#!/usr/bin/env python3
"""
Batch scraper for Brazilian banks and fintechs
"""
import sys
import os
import json
import time

sys.path.insert(0, os.path.dirname(os.path.abspath(__file__)))
from src.scraper import SafariScraper

# Sites to scrape (prioritized list)
SITES = [
    # Bancos Digitais (most relevant)
    "inter.co",
    "c6bank.com.br",
    "pagbank.com.br",
    "neon.com.br",

    # Bancos Tradicionais
    "bb.com.br",
    "santander.com.br",
    "caixa.gov.br",

    # Fintechs de Pagamento
    "mercadopago.com.br",
    "picpay.com",
    "stone.com.br",

    # Investimentos
    "xpi.com.br",
    "rico.com.vc",
]

def main():
    scraper = SafariScraper()
    results = []
    total_cost = 0
    total_tokens = 0

    print(f"\n{'#'*60}")
    print(f"# BATCH SCRAPER - {len(SITES)} sites")
    print(f"{'#'*60}\n")

    for i, site in enumerate(SITES, 1):
        print(f"\n[{i}/{len(SITES)}] Processing: {site}")
        print("-" * 40)

        try:
            result = scraper.run(site)

            if "error" not in result and "analysis" in result:
                metrics = result["analysis"].get("metrics", {})
                cost = metrics.get("total_cost_usd", 0)
                tokens = metrics.get("total_tokens", 0)

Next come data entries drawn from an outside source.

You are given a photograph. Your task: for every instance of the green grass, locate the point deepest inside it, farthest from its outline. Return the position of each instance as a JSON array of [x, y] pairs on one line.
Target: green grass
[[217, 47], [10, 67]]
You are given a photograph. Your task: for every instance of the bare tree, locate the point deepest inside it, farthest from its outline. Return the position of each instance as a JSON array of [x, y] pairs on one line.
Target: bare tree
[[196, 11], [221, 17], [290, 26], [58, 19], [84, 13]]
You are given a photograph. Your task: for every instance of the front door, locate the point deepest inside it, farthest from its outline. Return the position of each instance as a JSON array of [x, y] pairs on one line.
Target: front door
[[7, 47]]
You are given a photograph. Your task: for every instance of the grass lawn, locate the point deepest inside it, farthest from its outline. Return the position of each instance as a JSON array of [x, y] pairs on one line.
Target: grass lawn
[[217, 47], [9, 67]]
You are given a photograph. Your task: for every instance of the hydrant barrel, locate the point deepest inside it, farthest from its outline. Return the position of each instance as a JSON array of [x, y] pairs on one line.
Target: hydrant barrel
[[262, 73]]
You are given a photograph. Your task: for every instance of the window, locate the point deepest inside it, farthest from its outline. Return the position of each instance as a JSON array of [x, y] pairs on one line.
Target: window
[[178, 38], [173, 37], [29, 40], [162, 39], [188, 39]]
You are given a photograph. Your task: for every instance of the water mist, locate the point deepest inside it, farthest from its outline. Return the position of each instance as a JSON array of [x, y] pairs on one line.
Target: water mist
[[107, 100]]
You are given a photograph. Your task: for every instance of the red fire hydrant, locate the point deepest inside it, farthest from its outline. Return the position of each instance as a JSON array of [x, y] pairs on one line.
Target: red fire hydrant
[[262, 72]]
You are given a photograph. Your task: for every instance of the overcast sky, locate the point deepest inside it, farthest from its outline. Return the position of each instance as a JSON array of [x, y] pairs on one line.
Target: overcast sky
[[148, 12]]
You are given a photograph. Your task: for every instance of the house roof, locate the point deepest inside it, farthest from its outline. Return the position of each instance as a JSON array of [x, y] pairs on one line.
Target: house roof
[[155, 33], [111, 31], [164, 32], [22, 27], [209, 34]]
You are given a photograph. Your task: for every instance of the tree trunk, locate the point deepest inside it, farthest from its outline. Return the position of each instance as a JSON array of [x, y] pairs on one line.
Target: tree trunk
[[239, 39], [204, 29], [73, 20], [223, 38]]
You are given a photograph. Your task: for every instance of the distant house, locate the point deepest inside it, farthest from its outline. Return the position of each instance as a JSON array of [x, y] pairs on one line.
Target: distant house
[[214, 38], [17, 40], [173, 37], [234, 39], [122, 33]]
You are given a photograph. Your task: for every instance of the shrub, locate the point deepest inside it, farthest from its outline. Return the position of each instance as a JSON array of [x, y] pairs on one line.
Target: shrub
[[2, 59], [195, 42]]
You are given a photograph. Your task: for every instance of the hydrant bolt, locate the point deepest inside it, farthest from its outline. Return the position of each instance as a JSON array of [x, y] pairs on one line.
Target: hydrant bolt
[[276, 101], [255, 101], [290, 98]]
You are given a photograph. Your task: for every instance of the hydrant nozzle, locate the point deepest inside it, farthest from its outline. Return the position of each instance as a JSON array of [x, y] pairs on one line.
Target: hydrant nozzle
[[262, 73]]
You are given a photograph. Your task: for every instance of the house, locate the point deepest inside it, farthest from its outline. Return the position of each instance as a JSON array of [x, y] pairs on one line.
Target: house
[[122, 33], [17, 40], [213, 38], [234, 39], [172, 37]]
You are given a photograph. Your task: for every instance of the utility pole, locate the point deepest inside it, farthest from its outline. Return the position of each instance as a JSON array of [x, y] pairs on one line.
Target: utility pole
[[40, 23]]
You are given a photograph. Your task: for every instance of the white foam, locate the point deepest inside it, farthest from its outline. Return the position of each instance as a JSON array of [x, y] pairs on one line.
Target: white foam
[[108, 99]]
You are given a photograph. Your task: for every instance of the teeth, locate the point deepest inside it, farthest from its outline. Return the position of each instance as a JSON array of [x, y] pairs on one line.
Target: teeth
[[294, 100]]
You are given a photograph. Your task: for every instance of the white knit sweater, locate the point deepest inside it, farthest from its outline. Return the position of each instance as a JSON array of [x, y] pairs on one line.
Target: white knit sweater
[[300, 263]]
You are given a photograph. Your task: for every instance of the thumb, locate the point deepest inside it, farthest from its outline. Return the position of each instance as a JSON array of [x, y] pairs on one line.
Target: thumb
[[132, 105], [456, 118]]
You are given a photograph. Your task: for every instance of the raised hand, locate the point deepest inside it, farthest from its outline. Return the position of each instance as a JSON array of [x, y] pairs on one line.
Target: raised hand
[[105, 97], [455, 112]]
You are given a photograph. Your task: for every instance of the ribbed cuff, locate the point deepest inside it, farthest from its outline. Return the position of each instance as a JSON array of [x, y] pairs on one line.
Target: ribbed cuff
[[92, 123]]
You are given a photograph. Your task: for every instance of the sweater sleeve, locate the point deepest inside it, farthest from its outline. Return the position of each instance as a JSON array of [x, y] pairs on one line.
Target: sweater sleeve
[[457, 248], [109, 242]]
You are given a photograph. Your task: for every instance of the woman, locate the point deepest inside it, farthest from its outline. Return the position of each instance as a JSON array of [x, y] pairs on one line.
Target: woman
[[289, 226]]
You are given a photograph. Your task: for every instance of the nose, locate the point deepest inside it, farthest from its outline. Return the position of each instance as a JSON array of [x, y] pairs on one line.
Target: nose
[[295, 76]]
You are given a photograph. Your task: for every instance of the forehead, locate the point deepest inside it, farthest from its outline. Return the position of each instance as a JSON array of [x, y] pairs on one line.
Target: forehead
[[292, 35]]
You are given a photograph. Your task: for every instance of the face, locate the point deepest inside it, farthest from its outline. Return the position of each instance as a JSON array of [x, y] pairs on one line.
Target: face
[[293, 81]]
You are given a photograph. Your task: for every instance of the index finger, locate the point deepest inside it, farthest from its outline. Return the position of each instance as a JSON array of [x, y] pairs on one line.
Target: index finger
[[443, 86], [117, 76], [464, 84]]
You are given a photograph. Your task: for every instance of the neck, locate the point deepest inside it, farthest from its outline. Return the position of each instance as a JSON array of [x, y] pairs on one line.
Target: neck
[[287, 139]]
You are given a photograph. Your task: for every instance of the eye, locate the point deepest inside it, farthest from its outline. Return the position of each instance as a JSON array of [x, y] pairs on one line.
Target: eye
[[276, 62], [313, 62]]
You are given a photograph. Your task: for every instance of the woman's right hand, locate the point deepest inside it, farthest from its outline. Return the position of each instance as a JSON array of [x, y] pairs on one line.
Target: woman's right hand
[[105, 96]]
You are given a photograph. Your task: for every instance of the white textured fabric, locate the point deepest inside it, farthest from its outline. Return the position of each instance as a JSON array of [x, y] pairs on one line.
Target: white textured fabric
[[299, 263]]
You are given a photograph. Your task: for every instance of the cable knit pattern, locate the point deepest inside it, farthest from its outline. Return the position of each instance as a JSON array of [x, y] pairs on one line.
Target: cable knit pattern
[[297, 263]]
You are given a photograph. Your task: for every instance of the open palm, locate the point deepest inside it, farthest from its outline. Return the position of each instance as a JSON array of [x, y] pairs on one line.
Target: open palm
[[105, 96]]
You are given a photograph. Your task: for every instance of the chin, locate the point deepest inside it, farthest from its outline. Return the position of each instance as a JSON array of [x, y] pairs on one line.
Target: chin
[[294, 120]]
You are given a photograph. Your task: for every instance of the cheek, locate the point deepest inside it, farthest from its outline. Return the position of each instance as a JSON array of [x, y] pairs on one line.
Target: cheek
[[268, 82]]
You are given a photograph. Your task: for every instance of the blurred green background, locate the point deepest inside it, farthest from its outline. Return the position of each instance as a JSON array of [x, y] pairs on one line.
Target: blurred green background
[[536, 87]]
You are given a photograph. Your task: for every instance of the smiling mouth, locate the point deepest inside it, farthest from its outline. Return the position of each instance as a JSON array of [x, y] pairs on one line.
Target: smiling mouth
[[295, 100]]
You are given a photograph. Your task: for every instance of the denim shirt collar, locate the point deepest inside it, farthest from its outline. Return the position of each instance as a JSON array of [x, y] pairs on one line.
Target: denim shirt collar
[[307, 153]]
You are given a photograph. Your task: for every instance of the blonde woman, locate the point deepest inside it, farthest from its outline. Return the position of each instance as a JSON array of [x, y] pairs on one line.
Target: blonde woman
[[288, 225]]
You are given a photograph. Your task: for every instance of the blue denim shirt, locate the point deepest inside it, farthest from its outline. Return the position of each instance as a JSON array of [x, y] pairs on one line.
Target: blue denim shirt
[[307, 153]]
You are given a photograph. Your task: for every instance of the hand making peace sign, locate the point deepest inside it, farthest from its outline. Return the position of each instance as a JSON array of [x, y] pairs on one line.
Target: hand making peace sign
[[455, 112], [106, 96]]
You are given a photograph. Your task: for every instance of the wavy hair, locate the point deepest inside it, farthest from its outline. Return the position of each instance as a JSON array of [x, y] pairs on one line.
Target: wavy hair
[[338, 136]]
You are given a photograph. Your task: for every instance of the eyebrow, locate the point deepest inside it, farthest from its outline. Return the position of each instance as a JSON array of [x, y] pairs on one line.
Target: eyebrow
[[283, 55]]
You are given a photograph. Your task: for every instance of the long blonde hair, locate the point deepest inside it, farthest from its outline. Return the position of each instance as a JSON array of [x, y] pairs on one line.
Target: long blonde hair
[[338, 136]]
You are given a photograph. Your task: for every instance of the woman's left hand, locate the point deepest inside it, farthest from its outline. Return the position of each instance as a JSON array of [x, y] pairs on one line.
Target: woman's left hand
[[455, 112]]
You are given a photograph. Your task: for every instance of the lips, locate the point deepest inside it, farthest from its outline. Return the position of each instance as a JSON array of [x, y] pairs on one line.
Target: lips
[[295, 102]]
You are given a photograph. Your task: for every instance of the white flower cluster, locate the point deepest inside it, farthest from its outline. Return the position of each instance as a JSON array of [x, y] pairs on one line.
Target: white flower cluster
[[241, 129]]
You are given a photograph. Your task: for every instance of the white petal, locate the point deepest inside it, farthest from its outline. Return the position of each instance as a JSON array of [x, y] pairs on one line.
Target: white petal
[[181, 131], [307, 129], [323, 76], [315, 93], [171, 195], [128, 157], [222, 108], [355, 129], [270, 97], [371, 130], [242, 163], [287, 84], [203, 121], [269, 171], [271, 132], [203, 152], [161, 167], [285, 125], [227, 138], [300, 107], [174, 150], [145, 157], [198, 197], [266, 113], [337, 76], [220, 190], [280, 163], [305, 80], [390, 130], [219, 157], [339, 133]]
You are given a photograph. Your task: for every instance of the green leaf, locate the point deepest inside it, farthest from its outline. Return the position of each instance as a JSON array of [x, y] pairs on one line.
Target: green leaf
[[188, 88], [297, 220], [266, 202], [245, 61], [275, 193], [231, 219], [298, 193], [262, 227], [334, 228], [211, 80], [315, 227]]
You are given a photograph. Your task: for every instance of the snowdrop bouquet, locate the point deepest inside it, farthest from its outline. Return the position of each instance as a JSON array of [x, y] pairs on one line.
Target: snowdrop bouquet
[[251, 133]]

                total_cost += cost
                total_tokens += tokens

                results.append({
                    "url": site,
                    "success": True,
                    "tokens": tokens,
                    "cost": cost
                })

                print(f"✅ Success: {tokens} tokens, ${cost:.4f}")
            else:
                results.append({
                    "url": site,
                    "success": False,
                    "error": result.get("error", "Unknown error")
                })
                print(f"❌ Failed: {result.get('error', 'Unknown')}")

        except Exception as e:
            results.append({
                "url": site,
                "success": False,
                "error": str(e)
            })
            print(f"❌ Error: {e}")

        # Small delay between requests
        if i < len(SITES):
            print("Waiting 3s before next...")
            time.sleep(3)

    # Summary
    print(f"\n{'='*60}")
    print("BATCH SUMMARY")
    print(f"{'='*60}")

    successful = sum(1 for r in results if r.get("success"))
    print(f"Successful: {successful}/{len(SITES)}")
    print(f"Total Tokens: {total_tokens:,}")
    print(f"Total Cost: ${total_cost:.4f}")

    # Save summary
    summary_path = os.path.join(os.path.dirname(__file__), "output", "batch_summary.json")
    with open(summary_path, "w") as f:
        json.dump({
            "total_sites": len(SITES),
            "successful": successful,
            "total_tokens": total_tokens,
            "total_cost": total_cost,
            "results": results
        }, f, indent=2)

    print(f"\nSummary saved to: {summary_path}")

if __name__ == "__main__":
    main()